Mass bailing of Thoroughbreds from Thompson Lot in Pitkin between January and August of this year by Dina Alborano of icareihelp, and Hal Parker of Farmerville, Louisiana, placed an estimated 181 horses in danger of illness, and even death. Reports by visitors of Parker’s facility describe conditions similar to a slaughterhouse-bound kill pens, rather than those outlined for Rescue & Retirement Facilities by the American Association of Equine Practitioners https://aaep.org/sites/default/files/Guidelines/AAEPCareGuidelinesRR2012.pdf
According to one eyewitness, Attorney Vickie Coombs, who visited Parker’s facility:
“On or about Friday, Aug. 17, 2018 at 12:26pm (CST), I visited the real property located at 3118 Hwy 549, Marion, Union Parish, Louisiana 71241, leased by Mr. Hal Parker. I was in the area and was aware he had horses for sale that were allegedly rescued from slaughter. Upon arrival at the property I observed two abandoned and dilapidated chicken houses. Upon further inspection, I determined numerous equines were being housed in these structures. With respect to the conditions, I noted the following: There was no evidence of adequate hay or forage in the two structures containing the horses. While I noted a water hose that was yellow in color it appeared as though the horses did not have access to clean potable water.
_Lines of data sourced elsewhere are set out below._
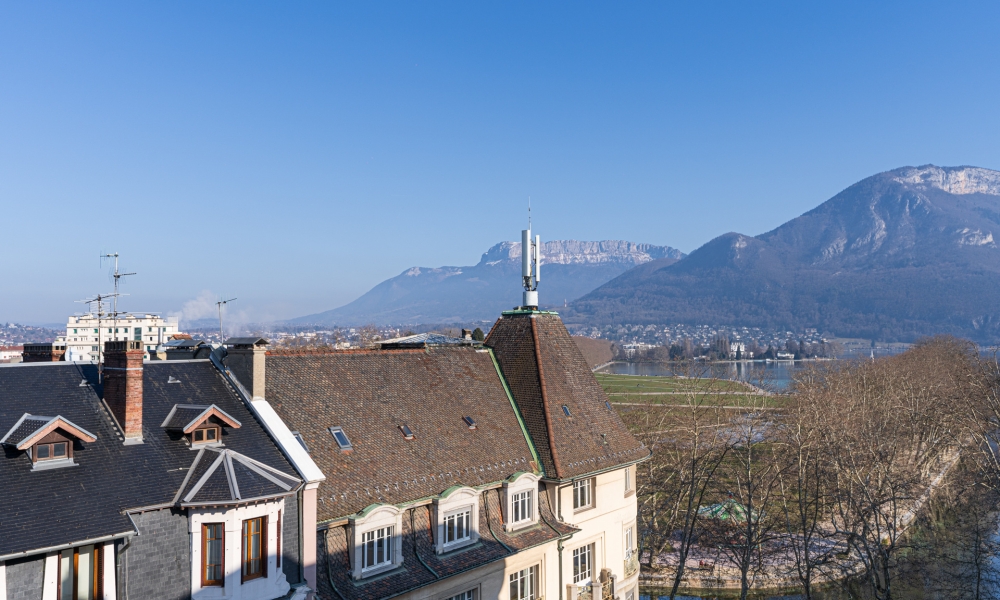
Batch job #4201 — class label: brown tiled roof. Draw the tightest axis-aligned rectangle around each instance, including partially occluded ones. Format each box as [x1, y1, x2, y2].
[316, 489, 579, 600]
[266, 347, 534, 522]
[486, 311, 649, 479]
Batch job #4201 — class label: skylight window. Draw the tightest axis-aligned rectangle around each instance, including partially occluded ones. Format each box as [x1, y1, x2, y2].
[292, 431, 308, 452]
[328, 427, 354, 452]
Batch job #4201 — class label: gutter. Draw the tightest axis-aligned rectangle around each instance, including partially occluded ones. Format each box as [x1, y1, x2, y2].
[0, 532, 139, 562]
[486, 347, 545, 477]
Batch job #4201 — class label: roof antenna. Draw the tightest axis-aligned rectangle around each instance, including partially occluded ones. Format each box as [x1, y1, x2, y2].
[521, 196, 542, 310]
[215, 298, 236, 344]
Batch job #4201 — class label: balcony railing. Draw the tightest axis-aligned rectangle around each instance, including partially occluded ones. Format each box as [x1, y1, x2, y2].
[625, 552, 639, 579]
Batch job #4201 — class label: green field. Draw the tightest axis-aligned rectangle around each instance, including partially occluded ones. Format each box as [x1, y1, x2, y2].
[594, 373, 784, 408]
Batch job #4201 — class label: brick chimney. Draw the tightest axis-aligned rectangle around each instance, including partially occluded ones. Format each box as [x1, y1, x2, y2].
[21, 342, 66, 362]
[226, 337, 268, 399]
[104, 341, 144, 444]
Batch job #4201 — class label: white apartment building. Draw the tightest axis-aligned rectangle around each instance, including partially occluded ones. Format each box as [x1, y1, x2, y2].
[65, 313, 180, 361]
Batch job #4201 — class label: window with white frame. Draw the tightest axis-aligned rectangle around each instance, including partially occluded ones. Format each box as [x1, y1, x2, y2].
[443, 506, 472, 546]
[573, 544, 594, 585]
[510, 565, 539, 600]
[361, 527, 394, 571]
[510, 490, 534, 524]
[573, 478, 594, 510]
[349, 504, 403, 580]
[503, 473, 539, 531]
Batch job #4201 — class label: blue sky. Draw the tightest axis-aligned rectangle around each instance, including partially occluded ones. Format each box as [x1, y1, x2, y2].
[0, 2, 1000, 322]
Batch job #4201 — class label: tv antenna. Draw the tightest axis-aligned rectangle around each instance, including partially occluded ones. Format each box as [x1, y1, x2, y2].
[77, 292, 118, 383]
[215, 298, 236, 344]
[101, 252, 135, 340]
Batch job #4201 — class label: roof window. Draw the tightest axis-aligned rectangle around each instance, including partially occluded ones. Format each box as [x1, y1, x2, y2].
[292, 431, 308, 453]
[328, 427, 354, 453]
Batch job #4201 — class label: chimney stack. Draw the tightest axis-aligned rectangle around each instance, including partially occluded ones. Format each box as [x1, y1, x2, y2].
[103, 340, 145, 444]
[21, 342, 66, 362]
[226, 337, 268, 399]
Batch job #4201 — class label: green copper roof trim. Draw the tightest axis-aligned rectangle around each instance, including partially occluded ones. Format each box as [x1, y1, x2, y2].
[500, 308, 559, 317]
[486, 346, 545, 477]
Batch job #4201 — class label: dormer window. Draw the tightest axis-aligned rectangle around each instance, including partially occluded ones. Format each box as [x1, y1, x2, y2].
[31, 442, 70, 462]
[191, 427, 219, 444]
[160, 404, 240, 447]
[0, 414, 97, 470]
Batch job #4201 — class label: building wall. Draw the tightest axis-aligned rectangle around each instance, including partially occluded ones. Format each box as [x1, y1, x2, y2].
[553, 466, 639, 598]
[281, 496, 302, 585]
[5, 555, 45, 600]
[118, 509, 191, 600]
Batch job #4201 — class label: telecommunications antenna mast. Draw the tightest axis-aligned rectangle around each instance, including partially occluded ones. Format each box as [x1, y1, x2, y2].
[215, 298, 236, 344]
[521, 196, 542, 310]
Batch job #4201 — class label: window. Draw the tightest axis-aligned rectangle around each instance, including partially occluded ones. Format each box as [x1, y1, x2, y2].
[33, 442, 69, 462]
[443, 507, 472, 546]
[510, 565, 539, 600]
[573, 479, 594, 509]
[361, 527, 393, 571]
[192, 426, 219, 444]
[328, 427, 354, 452]
[201, 523, 226, 586]
[56, 545, 104, 600]
[573, 544, 594, 584]
[243, 517, 267, 581]
[510, 490, 534, 523]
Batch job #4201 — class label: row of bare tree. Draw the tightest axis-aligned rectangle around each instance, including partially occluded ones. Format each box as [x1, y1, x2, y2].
[623, 338, 1000, 600]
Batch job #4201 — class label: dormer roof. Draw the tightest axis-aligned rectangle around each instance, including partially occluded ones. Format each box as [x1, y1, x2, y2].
[0, 413, 97, 450]
[175, 448, 302, 506]
[160, 404, 240, 433]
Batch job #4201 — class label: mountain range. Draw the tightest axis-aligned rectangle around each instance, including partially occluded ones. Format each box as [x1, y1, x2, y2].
[289, 240, 684, 325]
[564, 165, 1000, 342]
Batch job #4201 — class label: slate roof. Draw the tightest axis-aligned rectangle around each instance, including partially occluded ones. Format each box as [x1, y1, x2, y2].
[258, 346, 535, 523]
[160, 404, 240, 433]
[0, 360, 298, 556]
[485, 311, 649, 479]
[316, 489, 579, 600]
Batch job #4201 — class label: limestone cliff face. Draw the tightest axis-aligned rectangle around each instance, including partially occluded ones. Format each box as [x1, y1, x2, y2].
[286, 240, 684, 325]
[479, 240, 684, 266]
[564, 165, 1000, 343]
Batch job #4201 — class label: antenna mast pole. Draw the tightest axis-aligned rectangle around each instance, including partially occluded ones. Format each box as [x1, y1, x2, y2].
[215, 298, 236, 344]
[101, 252, 135, 340]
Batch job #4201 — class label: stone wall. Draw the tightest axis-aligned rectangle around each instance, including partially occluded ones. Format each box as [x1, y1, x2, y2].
[6, 554, 45, 600]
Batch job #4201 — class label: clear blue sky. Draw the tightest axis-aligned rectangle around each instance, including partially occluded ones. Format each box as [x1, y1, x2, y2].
[0, 2, 1000, 322]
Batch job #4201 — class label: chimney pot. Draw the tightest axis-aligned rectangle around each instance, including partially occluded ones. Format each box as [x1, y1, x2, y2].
[102, 340, 145, 444]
This was particularly concerning as the ambient temperature was approximately 100 degrees F. Multiple horses were emaciated, appeared to be dehydrated and were exhibiting signs of significant respiratory distress evidence by hacking coughs, dyspnea and the presence of thick mucopurulent discharge. The structures in their current condition were wholly inadequate to house horses. An emaciated Thoroughbred (grey in color) exhibited evidence of dehydration as well as what appeared to be acute or chronic Streptococcus equi (strangles) infection, as evidenced by the presence of a profuse, thick, mucopurulent discharge emanating from both nostrils. The horse appeared to be in significant respiratory distress and demonstrated a harsh cough. As a former court-appointed humane investigator for Fairfax and Prince William counties, and a third-year veterinary medical student with almost 30 years of experience in the field of equine welfare, the conditions under which Mr. Parker’s property are being kept are disturbing.”
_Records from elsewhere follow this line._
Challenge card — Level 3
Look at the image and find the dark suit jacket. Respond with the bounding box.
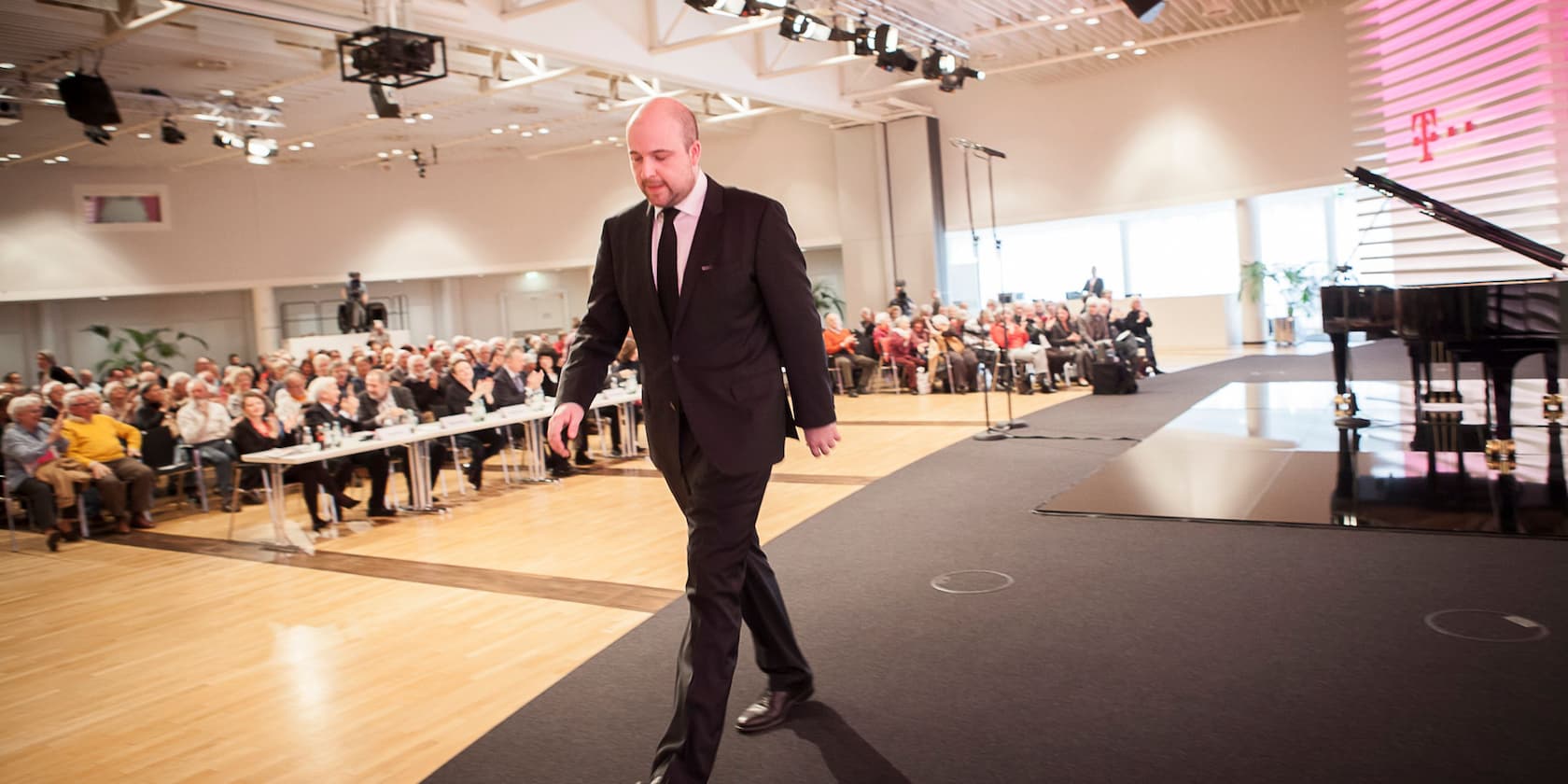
[359,385,419,428]
[558,177,834,475]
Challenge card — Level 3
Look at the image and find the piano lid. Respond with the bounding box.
[1345,166,1568,270]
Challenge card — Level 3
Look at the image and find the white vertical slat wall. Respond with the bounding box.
[1345,0,1568,286]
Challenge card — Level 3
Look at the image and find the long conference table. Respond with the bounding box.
[240,387,643,555]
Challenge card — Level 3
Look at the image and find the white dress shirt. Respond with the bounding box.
[646,169,707,294]
[174,399,233,443]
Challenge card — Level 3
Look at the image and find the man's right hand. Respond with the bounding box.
[546,403,583,458]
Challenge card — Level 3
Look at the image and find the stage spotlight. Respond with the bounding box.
[55,74,119,127]
[81,125,115,147]
[159,118,185,145]
[876,49,920,74]
[1121,0,1165,25]
[370,85,403,119]
[687,0,787,16]
[855,25,899,56]
[779,7,855,41]
[920,49,985,92]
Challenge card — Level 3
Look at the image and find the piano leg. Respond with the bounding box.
[1487,357,1518,473]
[1328,332,1370,428]
[1541,351,1563,422]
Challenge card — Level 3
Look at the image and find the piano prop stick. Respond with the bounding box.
[1322,166,1568,473]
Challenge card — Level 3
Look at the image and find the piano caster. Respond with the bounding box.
[1487,439,1517,473]
[1335,392,1372,429]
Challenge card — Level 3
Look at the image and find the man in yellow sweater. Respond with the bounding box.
[62,390,154,533]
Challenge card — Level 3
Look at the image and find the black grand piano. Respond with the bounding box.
[1322,166,1568,473]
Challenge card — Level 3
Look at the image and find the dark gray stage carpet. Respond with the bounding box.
[429,342,1568,784]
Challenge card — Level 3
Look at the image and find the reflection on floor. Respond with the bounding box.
[1036,381,1568,537]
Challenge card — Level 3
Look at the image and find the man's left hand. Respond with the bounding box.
[806,422,839,458]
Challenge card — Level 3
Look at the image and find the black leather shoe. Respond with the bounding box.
[735,683,816,733]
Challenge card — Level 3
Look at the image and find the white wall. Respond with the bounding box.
[917,3,1355,231]
[0,116,839,301]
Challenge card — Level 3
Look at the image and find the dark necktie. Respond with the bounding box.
[659,207,680,329]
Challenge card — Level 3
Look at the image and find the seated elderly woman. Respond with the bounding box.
[0,395,91,551]
[233,389,359,530]
[62,390,154,533]
[175,376,240,511]
[99,381,136,425]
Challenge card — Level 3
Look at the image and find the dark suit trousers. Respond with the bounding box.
[654,415,812,784]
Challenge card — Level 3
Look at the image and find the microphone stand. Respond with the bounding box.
[952,140,1013,441]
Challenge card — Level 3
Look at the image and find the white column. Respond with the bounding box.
[251,286,284,355]
[1236,199,1268,343]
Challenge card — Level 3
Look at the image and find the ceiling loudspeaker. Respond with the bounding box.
[55,74,119,125]
[1121,0,1165,25]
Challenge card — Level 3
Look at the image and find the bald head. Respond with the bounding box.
[625,99,703,207]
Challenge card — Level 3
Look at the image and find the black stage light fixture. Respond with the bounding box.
[55,74,119,125]
[687,0,789,16]
[855,23,899,56]
[159,118,185,145]
[876,49,920,74]
[920,49,985,92]
[1121,0,1165,25]
[370,85,403,119]
[337,25,447,88]
[81,124,113,147]
[779,7,855,41]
A joint effort has been established by several horse rescues, registered 501(c)3 non-profits to assist Parker and Alborano in providing grain, hay, farrier services and veterinarian care to remaining horses in their care. Attempts to reach Parker and Alborano for information on the whereabouts of remaining horses went unanswered.
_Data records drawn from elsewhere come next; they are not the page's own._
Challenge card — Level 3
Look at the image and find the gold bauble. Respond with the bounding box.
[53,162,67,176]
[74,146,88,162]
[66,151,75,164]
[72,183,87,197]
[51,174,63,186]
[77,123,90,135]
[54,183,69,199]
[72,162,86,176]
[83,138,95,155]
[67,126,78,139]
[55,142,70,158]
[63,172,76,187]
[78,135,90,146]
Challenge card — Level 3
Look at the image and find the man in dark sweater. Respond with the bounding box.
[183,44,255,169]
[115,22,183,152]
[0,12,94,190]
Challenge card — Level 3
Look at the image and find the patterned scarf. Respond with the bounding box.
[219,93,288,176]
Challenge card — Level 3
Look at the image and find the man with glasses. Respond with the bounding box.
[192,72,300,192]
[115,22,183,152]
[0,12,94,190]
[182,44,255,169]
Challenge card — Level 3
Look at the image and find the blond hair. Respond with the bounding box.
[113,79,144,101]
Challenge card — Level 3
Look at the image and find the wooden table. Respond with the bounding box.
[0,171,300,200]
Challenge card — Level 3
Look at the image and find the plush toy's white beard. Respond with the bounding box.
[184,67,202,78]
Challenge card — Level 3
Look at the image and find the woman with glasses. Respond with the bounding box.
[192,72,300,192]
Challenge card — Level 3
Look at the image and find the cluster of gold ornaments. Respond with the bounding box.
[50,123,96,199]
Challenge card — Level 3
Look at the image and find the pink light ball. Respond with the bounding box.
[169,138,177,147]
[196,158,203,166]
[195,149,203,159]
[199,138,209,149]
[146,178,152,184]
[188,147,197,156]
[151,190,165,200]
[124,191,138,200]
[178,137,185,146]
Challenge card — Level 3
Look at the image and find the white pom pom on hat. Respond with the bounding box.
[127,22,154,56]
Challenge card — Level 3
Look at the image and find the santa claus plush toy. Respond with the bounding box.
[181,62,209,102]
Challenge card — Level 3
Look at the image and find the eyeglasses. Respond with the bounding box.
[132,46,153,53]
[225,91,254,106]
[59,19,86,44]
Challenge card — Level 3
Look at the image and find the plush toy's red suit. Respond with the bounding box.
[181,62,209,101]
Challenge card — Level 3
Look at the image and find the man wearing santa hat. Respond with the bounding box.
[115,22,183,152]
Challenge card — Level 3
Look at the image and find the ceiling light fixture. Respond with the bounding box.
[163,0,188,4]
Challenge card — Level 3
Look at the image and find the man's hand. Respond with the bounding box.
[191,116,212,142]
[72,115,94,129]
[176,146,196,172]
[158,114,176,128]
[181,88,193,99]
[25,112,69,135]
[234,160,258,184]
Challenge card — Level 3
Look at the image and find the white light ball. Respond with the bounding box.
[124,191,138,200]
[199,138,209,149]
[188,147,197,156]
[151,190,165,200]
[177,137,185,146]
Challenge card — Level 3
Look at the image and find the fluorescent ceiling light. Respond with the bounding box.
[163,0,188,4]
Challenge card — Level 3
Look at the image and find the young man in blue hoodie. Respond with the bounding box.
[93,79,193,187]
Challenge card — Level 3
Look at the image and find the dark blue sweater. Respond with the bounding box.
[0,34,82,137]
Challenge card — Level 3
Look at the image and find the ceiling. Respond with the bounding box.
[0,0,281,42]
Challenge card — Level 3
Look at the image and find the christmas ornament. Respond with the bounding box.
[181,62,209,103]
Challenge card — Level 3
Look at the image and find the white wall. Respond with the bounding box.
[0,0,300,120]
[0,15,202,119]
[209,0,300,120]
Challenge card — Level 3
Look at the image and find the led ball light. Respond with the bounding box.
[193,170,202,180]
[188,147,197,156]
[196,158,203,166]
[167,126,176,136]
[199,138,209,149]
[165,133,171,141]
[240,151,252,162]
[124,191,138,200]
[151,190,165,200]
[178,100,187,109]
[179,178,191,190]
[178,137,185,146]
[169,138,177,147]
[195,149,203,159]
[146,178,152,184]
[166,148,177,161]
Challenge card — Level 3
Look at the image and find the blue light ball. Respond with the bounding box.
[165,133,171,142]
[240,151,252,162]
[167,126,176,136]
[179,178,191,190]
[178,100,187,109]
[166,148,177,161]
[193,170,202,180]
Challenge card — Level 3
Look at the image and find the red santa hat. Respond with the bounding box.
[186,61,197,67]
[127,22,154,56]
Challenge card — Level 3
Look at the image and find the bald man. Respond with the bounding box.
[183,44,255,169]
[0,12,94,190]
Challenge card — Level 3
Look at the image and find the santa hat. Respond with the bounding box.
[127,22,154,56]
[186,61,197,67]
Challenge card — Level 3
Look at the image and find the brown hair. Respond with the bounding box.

Several feed stores in and around Farmerville were contacted, to determine brands and quantities purchased by Parker, with an offer to pay the feed store directly. One feed store contacted stated Parker has not been a customer for several months, additionally still has an outstanding balance due. Another feed store stated Parker spends on average $120.00 per week, hardly enough to feed what is believed to be over thirty horses in his care. An average horse requires 6-10 lbs. of grain per day to maintain weight www.kalmbachfeeds.com Thirty-five horses require 280 pounds per day if feeding 8 lbs. per day, or 1960 pounds per week. The cost per bag averages between $16.00 and $23.00 for a high-quality brand horse feed or $640-920 per week.